One day, while we were playing, my friend Michael hit a hard line drive that smashed one of the upstairs apartment windows. So naturally, we did what almost every kid does in that situation — we ran! Some of us went home, others like my friend Dominick and I went to the Walgreens down the street to buy candy and hide out until the heat was off.
When we returned, we were surprised to see Michael talking to the man whose window he had broken several minutes earlier. When they were done talking, we asked Michael what happened. “Did he catch you?”
He said no, he didn’t run. After the man came outside his door to find out what happened, Michael said that he walked upstairs and told him that he broke the window. When we asked why he did that instead of run, or blame someone else, Michael said, “Just because.”
I had never seen a kid do that before. To just own up to breaking a window without your parents making you?

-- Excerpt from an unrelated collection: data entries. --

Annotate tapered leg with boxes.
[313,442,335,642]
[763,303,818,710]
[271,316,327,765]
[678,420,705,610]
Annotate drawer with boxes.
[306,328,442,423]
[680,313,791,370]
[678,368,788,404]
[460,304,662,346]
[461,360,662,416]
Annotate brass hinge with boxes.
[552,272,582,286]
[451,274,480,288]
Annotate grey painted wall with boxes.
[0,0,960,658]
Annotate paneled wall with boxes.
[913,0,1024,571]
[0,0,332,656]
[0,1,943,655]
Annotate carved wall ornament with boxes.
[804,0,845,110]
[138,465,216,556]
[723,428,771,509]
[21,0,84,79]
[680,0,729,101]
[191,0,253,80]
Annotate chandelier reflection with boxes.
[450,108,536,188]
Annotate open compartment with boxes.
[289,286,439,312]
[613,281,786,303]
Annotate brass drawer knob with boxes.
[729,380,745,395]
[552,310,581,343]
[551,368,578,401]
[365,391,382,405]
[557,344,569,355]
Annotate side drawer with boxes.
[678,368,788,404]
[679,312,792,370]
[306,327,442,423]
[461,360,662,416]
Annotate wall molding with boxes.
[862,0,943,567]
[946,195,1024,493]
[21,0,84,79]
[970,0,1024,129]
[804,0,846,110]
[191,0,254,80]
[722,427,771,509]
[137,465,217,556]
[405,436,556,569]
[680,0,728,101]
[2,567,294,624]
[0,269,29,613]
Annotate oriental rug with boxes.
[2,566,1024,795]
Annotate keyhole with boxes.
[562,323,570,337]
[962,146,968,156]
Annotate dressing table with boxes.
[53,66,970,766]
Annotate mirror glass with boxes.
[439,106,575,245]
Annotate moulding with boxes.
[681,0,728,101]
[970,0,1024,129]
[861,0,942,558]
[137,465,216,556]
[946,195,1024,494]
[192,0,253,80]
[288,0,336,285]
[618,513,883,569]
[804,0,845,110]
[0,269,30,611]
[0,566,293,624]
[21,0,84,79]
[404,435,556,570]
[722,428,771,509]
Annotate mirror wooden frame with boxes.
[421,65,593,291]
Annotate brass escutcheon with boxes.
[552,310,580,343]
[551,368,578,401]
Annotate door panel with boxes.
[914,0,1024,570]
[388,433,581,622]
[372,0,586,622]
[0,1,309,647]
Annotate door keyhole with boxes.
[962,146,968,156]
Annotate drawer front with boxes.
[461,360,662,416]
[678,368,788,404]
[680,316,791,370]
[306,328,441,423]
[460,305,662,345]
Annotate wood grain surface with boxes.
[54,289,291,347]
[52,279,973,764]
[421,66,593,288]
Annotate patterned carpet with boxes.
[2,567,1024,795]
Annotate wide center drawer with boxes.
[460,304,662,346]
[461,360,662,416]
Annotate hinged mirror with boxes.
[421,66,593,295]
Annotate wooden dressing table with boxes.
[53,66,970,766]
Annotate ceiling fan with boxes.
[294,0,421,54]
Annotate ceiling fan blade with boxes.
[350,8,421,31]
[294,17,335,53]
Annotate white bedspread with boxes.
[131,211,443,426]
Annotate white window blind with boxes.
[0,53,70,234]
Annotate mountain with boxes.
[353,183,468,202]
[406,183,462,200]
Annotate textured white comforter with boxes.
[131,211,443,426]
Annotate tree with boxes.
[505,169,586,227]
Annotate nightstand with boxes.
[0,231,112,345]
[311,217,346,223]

The man thanked Michael for telling him, told him it was OK, that accidents happen. He’d call maintenance and have them replace the window. To this day, I’ve never forgotten the way Michael owned up to what he did. He took responsibility for breaking that window without giving it a second thought, without being forced to. I remember thinking at the time,
What if I had broken the window instead of Michael? Would I have taken responsibility for my actions, or would I have been at the store hiding out?
Thinking about what happened that day brings me to my point: that many of us don’t own up to our mistakes. We don’t take responsibility for our actions. A few so-called social outcasts shoot up a school? It’s the video game’s fault. Violence breaks out at a club? It’s rap music’s fault. A politician says something stupid? It’s the media?s fault. Someone lives a life of crime? It’s society?s fault. When our kids do something wrong, it was the other kids’ that made them do it. It’s always someone else’s fault.
The blame game knows no age, gender or color. Rich or poor, it doesn’t matter. There’s always someone to blame when we don’t get what we want, or what we feel we deserve.
I have learned over the years — sometimes the hard way — that life is what you make of it. We are all responsible for the decisions we make. There isn’t a video game, movie, or a rap record that can make anyone do anything. No one puts a gun in your hand. No one puts a needle in your arm. No one makes you get behind a wheel after a night of drinking. No one makes you say anything to anyone that you don’t want to say. It’s on each of us to be accountable for what we do.
And when we screw up, we have a responsibility to take ownership of what we’ve done. That’s the hardest part. But if it were easy, everyone would do it.
I haven’t seen or heard from Michael since high school. I wonder if he’s still the same stand-up guy that admitted to breaking the window years ago. Whatever the case, he taught me a lesson that I’m still learning today: break a window, own up to it.